I posted only one other time this month so I guess this is somewhat required lest I be lost and forgotten. It’s been easy enough to be lost in the crazy amount of work lately or lost in the changes around the house. I’ve just been to distracted to write anything.
Last weekend, I took a short road trip and went out to Wimberly to hang out. It was great to get away from the house, to spend time out in an open space and to sit by the river. I was thinking then and there about how much I miss being in a place where I am surrounded by trees and water and not streets and neighbors. I am sometimes conflicted about where I live but living for free versus living where I feel the most at peace is by its very nature complicated. I keep close the thought that the choice only gets me closer to the things I really want. One day.
I had to take a trip this week up to Oklahoma. Did some work but also took a little detour back home. Two road trips in less than a week. This time I took hayseed with me so I could show off some of the places from my past that I love. The weather was not so cooperative but I like being there anyway. The rolling terrain, scrub oaks, roaming buffalo and hidden lakes are home. Some parts of home never change, some parts change so much you wonder if your memory is failing you.
Drove by the house.

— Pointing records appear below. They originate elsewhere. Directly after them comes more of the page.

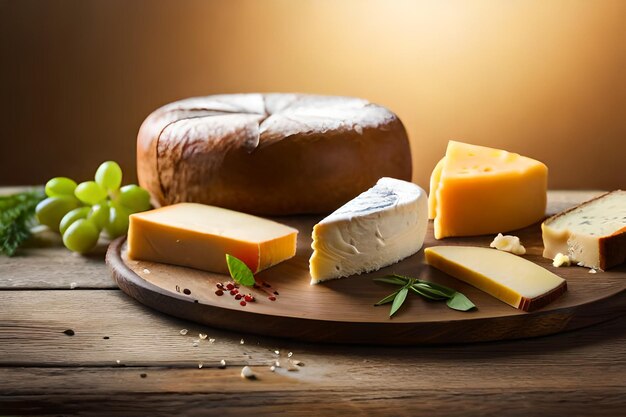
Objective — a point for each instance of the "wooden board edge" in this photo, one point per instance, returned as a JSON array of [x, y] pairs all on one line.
[[533, 324]]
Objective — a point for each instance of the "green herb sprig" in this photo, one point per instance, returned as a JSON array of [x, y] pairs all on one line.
[[427, 289], [239, 271], [17, 212]]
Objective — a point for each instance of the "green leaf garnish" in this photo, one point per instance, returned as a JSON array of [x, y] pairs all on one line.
[[17, 216], [460, 302], [427, 294], [239, 271], [427, 289], [387, 299], [398, 300]]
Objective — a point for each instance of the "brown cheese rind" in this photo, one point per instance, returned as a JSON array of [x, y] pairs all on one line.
[[272, 154], [532, 304], [611, 249]]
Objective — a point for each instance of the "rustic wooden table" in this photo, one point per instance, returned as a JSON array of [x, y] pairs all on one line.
[[121, 358]]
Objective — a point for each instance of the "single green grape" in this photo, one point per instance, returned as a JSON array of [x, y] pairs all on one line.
[[134, 198], [118, 221], [72, 216], [99, 214], [81, 236], [51, 210], [109, 175], [89, 192], [60, 186]]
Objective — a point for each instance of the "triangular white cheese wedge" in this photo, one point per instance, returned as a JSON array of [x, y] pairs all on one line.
[[382, 226]]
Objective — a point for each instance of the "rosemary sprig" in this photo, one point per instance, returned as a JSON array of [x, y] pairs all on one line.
[[427, 289], [17, 212]]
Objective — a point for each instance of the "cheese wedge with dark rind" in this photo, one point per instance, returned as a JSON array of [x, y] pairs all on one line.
[[509, 278], [592, 234]]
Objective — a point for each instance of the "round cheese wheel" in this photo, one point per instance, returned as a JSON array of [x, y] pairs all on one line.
[[271, 154]]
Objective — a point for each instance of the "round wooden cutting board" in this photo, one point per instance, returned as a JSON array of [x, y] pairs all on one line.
[[342, 311]]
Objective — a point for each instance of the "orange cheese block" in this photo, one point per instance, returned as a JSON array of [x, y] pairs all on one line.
[[476, 190], [200, 236]]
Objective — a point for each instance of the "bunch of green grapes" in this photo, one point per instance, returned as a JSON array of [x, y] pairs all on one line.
[[80, 212]]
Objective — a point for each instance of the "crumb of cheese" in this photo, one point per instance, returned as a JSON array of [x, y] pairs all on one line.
[[561, 260], [508, 244]]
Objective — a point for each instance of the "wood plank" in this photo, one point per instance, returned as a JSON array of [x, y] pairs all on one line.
[[575, 373], [32, 325], [48, 264], [224, 392]]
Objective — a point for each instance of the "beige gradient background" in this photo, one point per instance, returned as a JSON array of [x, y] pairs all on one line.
[[543, 78]]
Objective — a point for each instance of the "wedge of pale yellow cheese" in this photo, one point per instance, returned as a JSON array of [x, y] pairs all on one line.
[[200, 236], [476, 190], [510, 278]]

I don’t think you can ever get used to the idea of other people walking the hall to your bedroon and sleeping in your room and making food in your kitchen. It’s the same people that bought the house. I drove by the first week after they moved in. That was so many years ago. It’s the same blue van that parked under the carport. Though now it’s full of rust and that same carport sags dangerously. Pisses me off how they’ve let it get into such disrepair. The deck and addition finished just before grandma Dixie died are now tipping and falling away board by board. The pear and peach tree are now so large it’s hard to image the times when I was 10 and able to pull off a fresh fruit every day. It’s the same way with how change and memories can fool your perspective. Things once thought so large or so far in distance are just not.
Home is not really a place at all… just a memory.